Za miesiąc idę do fryzjera i obmyślam strategię
No więc zapuszczam włosy. Schodzę z farby na naturalny kolor włosów. Naturalny kolor mam taki ciemny, mysi popielaty blond a ostatniej farby jakiej użyłam to taki popielaty blond z Loreala, ale odcień popielaty się zmył dosyć dawno (ostatnio farbowałam włosy w grudniu, pod koniec) i został zwykły blond w dosyć ciepłym odcieniu i wydaje mi się, że raczej średnio się to komponuje z zimnym odrostem. Myślałam czy by odrostu nie zostawić takiego jaki jest a te już farbowane rozjaśnić na jakiś jasny (a przynajmniej jaśniejszy), chłodny blond, wtedy ładnie będzie to wyglądało. Tylko nie wiem, czy fryzjer tak potrafi, czy nie zafarbuje mi całych odrostów od razu, czy będzie potrafił dojechać jasną farbą na równi z linią farbowanych a naturalnych? Jestem zapisana do dosyć dobrego fryzjera, ale nie widziałam nigdy żadnego podobnego procederu z farbowaniem samych końców bez odrostu? No bo odrost ma już 10 cm i mi go strasznie szkoda, z drugiej strony nie będę ścinać tych włosów farbowanych jeszcze przez rok, bo są za krótkie a chciałabym wyglądać jak człowiek
Jak sądzicie? Da się tak? To dobry pomysł?
Wydaje mi się, że obry fryzjer da radę, bo teraz modne jest farbowanie samych końcówek. Tylko trzeba chyba tak estetycznie zatrzeć granicę, że refleksy niby nachodza lekko na odrosty i w nich "giną", bo inaczej będzie taka chamska linia oddzielająca ciemniejsze od jaśniejszego. Widziałam jak w Ostrym Cięciu brali kosmyki i od samych końców "popychali" rękami farbę do góry, nie wiem jak to opisać ale wyglądało bardzo dobrze, tak więc chyba jest to możliwe.
zrobienie sombre jest świetnym sposobem aby nie zniszczyć wlosów, ponieważ Twój naturalny kolor zostanie na samej górze
Warto przejść się do profesjonalistów, zawsze dobrze doradzą Ja już regularnie chodzę do Gnatyshyn na Ursynowie - mają dwa salony - jeden na al. KEN, drugi w pasażu Ursynowskim.
Jeśli na farbowanie albo strzyżenie to zawsze warto znajomych popytać o dobrego fryzjera.
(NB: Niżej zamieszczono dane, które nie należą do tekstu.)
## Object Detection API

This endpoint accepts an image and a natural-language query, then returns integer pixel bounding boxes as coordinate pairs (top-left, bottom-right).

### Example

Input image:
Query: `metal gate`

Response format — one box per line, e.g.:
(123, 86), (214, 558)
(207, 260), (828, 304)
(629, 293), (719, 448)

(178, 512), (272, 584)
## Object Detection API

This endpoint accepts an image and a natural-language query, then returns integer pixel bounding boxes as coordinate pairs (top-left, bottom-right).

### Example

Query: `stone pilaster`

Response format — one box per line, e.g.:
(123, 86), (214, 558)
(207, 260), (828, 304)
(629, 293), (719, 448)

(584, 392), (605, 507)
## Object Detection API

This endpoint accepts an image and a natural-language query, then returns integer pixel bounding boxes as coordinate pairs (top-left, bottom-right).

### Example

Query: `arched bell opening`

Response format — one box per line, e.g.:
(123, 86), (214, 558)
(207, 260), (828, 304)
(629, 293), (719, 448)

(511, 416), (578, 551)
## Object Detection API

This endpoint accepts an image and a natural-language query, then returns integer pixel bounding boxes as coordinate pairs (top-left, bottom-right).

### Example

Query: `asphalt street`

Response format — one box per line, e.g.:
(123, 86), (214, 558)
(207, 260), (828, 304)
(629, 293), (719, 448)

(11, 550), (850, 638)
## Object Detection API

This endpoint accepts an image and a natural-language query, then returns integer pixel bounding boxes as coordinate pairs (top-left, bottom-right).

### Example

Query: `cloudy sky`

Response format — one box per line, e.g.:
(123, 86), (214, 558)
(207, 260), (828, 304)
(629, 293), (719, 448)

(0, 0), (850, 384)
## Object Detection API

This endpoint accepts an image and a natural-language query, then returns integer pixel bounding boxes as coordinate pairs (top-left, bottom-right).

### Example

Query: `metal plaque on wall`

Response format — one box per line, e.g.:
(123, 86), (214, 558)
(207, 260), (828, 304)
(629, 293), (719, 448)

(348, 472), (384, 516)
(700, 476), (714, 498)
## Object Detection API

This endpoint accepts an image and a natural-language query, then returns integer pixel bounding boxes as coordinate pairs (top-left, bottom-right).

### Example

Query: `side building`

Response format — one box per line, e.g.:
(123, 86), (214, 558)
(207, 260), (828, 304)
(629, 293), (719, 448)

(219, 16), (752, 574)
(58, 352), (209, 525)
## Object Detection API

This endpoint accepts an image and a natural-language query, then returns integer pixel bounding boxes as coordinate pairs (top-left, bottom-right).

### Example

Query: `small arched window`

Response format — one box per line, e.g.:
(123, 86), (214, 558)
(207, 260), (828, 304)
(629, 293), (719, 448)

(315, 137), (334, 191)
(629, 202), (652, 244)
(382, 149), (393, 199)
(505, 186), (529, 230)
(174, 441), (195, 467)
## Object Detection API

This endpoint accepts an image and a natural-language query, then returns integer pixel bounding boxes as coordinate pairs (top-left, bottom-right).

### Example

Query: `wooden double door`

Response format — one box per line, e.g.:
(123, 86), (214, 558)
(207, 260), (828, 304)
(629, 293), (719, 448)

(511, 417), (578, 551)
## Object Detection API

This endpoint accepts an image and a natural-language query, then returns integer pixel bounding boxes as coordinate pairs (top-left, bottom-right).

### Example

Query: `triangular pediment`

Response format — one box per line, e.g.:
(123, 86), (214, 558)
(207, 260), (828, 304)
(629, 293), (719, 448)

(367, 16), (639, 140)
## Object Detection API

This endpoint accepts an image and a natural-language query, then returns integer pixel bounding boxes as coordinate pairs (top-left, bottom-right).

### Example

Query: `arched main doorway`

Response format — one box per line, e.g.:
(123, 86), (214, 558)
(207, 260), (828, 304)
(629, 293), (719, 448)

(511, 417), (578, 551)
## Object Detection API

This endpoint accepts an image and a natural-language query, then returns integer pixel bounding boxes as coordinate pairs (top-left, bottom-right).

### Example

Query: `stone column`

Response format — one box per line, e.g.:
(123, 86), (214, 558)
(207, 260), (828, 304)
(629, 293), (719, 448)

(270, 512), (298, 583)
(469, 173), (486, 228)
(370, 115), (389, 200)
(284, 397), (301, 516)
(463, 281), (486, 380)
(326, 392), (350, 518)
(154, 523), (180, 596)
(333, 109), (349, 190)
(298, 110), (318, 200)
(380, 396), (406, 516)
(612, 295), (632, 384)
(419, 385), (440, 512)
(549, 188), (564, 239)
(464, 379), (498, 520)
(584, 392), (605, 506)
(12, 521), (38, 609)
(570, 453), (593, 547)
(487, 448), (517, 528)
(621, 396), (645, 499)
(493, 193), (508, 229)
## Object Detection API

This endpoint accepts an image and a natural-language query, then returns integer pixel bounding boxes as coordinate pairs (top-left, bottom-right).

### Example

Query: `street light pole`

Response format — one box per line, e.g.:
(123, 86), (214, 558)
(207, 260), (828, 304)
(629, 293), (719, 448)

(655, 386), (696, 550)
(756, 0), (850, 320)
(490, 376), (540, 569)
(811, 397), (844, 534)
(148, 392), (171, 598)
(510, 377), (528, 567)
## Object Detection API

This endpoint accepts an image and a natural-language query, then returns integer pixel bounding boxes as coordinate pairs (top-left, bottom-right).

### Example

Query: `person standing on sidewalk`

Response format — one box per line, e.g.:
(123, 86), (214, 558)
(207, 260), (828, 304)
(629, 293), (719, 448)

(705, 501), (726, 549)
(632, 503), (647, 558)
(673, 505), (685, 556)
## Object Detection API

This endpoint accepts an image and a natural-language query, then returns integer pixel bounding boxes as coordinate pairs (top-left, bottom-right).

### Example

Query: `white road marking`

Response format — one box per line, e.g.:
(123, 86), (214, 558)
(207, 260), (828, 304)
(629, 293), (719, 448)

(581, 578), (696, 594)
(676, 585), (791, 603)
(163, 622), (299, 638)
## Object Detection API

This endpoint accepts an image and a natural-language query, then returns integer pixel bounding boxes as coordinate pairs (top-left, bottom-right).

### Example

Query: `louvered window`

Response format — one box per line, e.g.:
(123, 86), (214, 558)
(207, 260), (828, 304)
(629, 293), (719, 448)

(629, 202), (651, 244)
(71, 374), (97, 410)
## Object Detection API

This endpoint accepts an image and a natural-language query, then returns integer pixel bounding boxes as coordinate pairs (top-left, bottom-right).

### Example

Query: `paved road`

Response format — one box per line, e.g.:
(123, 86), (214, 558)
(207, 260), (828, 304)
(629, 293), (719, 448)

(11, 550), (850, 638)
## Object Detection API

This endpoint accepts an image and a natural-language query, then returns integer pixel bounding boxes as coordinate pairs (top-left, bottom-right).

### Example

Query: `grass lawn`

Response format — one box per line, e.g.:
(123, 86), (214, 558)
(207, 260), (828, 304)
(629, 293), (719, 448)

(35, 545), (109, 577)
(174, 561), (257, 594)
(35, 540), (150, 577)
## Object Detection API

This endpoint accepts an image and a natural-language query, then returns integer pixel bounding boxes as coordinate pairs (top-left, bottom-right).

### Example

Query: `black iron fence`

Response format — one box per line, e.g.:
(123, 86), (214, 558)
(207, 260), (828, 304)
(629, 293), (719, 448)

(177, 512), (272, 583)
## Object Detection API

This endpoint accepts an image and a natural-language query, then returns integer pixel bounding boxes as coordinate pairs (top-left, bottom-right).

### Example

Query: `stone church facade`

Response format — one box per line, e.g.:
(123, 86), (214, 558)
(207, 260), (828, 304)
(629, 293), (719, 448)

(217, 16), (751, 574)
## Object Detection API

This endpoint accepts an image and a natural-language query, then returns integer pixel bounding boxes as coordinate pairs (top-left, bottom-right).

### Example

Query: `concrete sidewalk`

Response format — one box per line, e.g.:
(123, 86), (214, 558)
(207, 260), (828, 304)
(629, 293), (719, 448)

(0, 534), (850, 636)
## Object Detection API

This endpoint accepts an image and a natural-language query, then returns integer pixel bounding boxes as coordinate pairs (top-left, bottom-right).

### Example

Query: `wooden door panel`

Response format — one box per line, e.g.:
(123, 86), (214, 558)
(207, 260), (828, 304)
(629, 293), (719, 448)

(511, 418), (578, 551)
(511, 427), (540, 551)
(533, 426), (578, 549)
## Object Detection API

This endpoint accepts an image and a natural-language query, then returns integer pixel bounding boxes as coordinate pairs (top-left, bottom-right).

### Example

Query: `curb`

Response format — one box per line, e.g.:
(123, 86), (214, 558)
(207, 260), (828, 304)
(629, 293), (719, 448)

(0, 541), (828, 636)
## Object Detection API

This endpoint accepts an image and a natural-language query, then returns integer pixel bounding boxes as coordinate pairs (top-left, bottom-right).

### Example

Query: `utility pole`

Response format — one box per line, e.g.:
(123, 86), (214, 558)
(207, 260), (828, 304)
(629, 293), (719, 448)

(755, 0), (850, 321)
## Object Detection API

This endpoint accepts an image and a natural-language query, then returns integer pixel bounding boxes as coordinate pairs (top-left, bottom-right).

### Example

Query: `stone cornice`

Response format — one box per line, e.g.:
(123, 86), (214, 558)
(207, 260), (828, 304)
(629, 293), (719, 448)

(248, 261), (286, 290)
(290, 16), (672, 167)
A zwłaszcza koleżanek które maja podobne fryzury czy włosy do Waszych. Ja osobiście robię tak, że jeśli zależy mi na jakieś większej zmianie, to idę do fryzjera z polecenia, a jak tylko końcówki chcę podciąć to do jakiegoś taniego, osiedlowego.
Mam tak samo. Jak podcinam - to byle gdzie, byle szybko. Jak jakaś metamorfoza 8- tylko sprawdzony.